From 8c490908d475c5c0f4ae5518757b3be3fd960014 Mon Sep 17 00:00:00 2001
From: Nathan Braswell <miloignis@gmail.com>
Date: Mon, 13 Jul 2015 12:16:30 -0400
Subject: [PATCH] Saving work pre-references

---
 CMakeLists.txt                            |  2 +-
 krakenGrammer.kgm                         |  8 +-
 src/ASTTransformation.cpp                 |  5 ++
 src/CGenerator.cpp                        | 18 ++++-
 stdlib/grammer.krak                       | 98 +++++++++++++++++++----
 stdlib/lexer.krak                         | 16 ++--
 stdlib/set.krak                           |  6 ++
 stdlib/vector.krak                        |  1 -
 tests/grammer.kgm                         |  3 +
 tests/test_grammer.krak                   | 38 +++++++--
 tests/test_set.expected_results           |  5 ++
 tests/test_set.krak                       |  7 ++
 tests/test_short_circuit.expected_results |  8 ++
 tests/test_short_circuit.krak             | 38 +++++++++
 14 files changed, 221 insertions(+), 32 deletions(-)

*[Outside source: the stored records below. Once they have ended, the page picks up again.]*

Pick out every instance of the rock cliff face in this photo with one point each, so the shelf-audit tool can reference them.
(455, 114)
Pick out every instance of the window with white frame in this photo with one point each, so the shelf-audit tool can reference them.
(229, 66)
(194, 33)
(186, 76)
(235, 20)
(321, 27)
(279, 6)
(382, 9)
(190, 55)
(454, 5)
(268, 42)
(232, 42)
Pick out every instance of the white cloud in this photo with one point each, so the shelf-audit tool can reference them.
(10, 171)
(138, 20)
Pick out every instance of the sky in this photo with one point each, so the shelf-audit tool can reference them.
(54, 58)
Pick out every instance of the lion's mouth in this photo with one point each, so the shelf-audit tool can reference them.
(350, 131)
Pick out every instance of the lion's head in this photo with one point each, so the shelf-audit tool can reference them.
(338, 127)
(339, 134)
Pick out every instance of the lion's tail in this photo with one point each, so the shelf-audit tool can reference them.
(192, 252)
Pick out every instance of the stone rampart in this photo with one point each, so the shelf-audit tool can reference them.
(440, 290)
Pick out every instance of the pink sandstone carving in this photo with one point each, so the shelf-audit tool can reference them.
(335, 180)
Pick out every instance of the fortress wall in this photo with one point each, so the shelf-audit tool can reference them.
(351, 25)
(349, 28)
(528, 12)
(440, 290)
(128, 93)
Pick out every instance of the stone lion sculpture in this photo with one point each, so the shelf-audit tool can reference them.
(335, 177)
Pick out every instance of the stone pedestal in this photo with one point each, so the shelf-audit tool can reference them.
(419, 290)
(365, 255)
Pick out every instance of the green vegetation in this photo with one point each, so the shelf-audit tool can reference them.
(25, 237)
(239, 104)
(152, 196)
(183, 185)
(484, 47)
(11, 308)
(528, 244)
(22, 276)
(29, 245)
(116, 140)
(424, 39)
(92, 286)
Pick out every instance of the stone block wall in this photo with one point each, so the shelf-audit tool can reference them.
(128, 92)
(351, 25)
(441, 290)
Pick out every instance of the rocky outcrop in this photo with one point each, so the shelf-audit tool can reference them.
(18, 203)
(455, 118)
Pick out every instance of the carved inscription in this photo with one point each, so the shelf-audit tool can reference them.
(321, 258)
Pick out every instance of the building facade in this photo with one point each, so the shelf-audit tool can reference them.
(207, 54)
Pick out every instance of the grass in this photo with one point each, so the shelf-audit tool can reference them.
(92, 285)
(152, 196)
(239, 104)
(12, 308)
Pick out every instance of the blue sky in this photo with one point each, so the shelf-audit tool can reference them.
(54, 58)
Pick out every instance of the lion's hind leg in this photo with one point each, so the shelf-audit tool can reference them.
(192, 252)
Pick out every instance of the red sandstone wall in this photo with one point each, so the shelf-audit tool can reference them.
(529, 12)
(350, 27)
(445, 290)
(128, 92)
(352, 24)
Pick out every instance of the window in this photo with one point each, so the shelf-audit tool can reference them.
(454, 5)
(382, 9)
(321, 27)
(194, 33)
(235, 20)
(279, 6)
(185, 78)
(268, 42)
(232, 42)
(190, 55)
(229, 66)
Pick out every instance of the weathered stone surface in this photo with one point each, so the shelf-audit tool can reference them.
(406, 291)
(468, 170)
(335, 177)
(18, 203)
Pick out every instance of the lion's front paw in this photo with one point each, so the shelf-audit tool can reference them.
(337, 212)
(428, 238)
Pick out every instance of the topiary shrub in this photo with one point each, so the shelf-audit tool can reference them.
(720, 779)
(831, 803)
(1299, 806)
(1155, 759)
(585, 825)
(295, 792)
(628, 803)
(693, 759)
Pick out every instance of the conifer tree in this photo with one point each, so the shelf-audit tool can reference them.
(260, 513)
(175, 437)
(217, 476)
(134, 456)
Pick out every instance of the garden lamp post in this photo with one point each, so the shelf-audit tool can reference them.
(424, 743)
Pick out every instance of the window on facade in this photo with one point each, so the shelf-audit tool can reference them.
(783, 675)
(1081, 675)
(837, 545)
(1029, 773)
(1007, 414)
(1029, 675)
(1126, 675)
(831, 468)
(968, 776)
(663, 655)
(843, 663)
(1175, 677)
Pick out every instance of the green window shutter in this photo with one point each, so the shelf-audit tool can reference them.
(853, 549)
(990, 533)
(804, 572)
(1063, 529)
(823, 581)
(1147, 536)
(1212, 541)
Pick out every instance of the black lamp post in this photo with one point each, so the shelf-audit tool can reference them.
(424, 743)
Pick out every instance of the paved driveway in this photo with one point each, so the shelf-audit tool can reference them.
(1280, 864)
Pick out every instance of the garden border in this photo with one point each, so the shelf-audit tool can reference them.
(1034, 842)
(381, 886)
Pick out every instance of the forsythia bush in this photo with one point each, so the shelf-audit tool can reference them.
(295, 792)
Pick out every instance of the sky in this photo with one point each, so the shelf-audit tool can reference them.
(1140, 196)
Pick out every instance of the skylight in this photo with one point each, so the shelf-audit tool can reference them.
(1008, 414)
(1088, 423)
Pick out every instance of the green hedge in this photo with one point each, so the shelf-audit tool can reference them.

 create mode 100644 tests/test_short_circuit.expected_results
 create mode 100644 tests/test_short_circuit.krak
diff --git a/CMakeLists.txt b/CMakeLists.txt
index 41c0cd6..5803f04 100644
--- a/CMakeLists.txt
+++ b/CMakeLists.txt
@@ -3,7 +3,7 @@ cmake_minimum_required (VERSION 2.6)
 project(Kraken)
 
 
-set(CMAKE_CXX_FLAGS "${CMAKE_CXX_FLAGS} -std=c++11")
+set(CMAKE_CXX_FLAGS "${CMAKE_CXX_FLAGS} -std=c++11 -g")
 set(CMAKE_CXX_FLAGS "${CMAKE_CXX_FLAGS} -O3")
 
 set( MY_INCLUDES ${PROJECT_SOURCE_DIR}/include)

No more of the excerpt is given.